Публика засвистела, затопала. Откуда-то вынырнул совсем молодой парнишка и преподнес Тане замусоленную красную гвоздику. Под радостный вой толпы Таня чмокнула в щеку своего неожиданного поклонника, от чего он пошел красными пятнами весь — скулы, лоб, шея и даже руки.

— Давай, Корявый, выставляйся, уговор дороже денег, — ухмыляясь, сказал бывшему товарищу бармен.

— Да пошли вы, — несмело буркнул Корявый, ища глазами в толпе Хриплого. — Сначала провоцируете, а потом «выставляйся, выставляйся!». Так не честно!

— Я угощаю! — перекрикивая всех, сказала Таня. Игры играми, но быть свидетелем (да и косвенной причиной) потасовки или, еще лучше, поножовщины, она не хотела.

— Плати тогда, — потирая руки, сказал бармен.

— У меня есть идея получше, — ответила Таня и легким движением руки достала из сумки две бутылки подарочного виски.

Публика восхищенно ахнула, потом одобрительно загудела. Бармен заметно помрачнел.

— Сумка любой порядочной девушки должна такое вмещать, — подмигнула Таня. — Налетайте!

Народ радостно потянулся к барной стойке, за которой бармен с кислой миной уже разливал по стаканам виски.

— Не обессудьте, люди развлекаются, как умеют. И приходите, вас всегда будут тут ждать, — сказал незаметно подошедший к ним Хриплый и улыбнулся. Был он невысоким, жилистым, с пронзителыми серыми глазами и короткими ежиком цвета соль с перцем. Кривая улыбка продолжалась давним шрамом, шедшим от уголка губ прямо к виску.
 
Эта улыбка вызвала у Ани приступ какого-то животного, неконтролируемого страха. Таня же улыбнулась Хриплому искренне и тепло и протянула руку.

— Очень приятно было познакомиться, — ответил тот, отвечая на рукопожатие.
 
Аня пискнула что-то прощальное, схватила Таню за руку и поволокла прочь.
 
На улице дождь уже закончился. Город сиял огнями и их отражением в лужах. Гулко капало с крыш. Людей не было, редкие машины проезжали мимо, разбрызгивая искры.

— Давай такси возьмем? — зябко передернув плечами, попросила Аня.

— Давай до площади поднимемся, а там возьмем машину? — попросила Таня. — Такой вечер, жалко!

— Какой такой вечер? — переспросила Аня. — Жуткий? Мерзкий? Это все могло закончиться очень, очень плохо! Как ты этого не понимаешь?

Таня выразительно посмотрела на Аню, но промолчала.

— Только не говори мне, что ты сидела в тюрьме, — сдавленно сказала Аня. — Чего я еще о тебе не знаю? Вроде бы со студенчества дружим, и вдруг такое…

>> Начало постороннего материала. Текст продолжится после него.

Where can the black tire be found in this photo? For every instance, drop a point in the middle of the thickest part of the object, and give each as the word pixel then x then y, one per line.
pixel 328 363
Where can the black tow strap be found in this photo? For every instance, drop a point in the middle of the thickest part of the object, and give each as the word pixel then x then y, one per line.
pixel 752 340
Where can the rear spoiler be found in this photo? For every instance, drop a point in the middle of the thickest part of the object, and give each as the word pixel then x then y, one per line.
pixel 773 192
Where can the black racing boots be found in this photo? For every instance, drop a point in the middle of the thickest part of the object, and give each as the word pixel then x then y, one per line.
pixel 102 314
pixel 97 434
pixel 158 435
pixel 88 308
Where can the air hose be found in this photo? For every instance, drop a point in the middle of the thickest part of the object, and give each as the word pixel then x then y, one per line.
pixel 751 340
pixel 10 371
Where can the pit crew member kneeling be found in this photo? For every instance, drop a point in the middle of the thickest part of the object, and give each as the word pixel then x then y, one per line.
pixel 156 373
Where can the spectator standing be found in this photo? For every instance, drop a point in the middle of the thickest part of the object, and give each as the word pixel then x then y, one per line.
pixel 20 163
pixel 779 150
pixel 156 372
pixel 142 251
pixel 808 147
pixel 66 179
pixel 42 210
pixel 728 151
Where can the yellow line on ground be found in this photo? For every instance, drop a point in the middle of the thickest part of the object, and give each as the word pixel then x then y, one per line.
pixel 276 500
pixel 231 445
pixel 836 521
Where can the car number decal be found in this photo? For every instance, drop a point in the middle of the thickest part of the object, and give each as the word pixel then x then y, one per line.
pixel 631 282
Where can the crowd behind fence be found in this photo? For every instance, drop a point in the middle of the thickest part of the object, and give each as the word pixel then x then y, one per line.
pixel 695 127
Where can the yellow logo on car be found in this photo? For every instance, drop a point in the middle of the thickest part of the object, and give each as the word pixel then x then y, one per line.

— Какая тюрьма? — хмыкнула Таня. — В какой камере такое услышишь? В музыкальной? Маршрутки — вот мои лучшие учителя. Жаль, рано этот поц выдохся! У меня еще на полночи репертуара осталось!

— Какие маршрутки? Когда? — удивилась Аня. — У тебя две машины собственные!

— В старые-добрые студенческие годы, — ностальгично сказала Таня. — Эх, были времена!

— Но ведь столько лет с тех пор шло… — недоуменно ответила Аня. — А ты все помнишь!

— Такое не забывается! — гордо сказала Таня.
 
Она шла по лужам, в которых отражался ночной город, и чувствовала себя королевой. Домашней Ане из состоятельно семьи этого было не понять. Она, Таня, смогла, выбилась, выкарабкалась, пережила… Но и не изменилась, не предала себя, в глубине души осталась все той же отчаянной, шальной и веселой девчонкой, которая любила сложные ситуации и могла творить чудеса.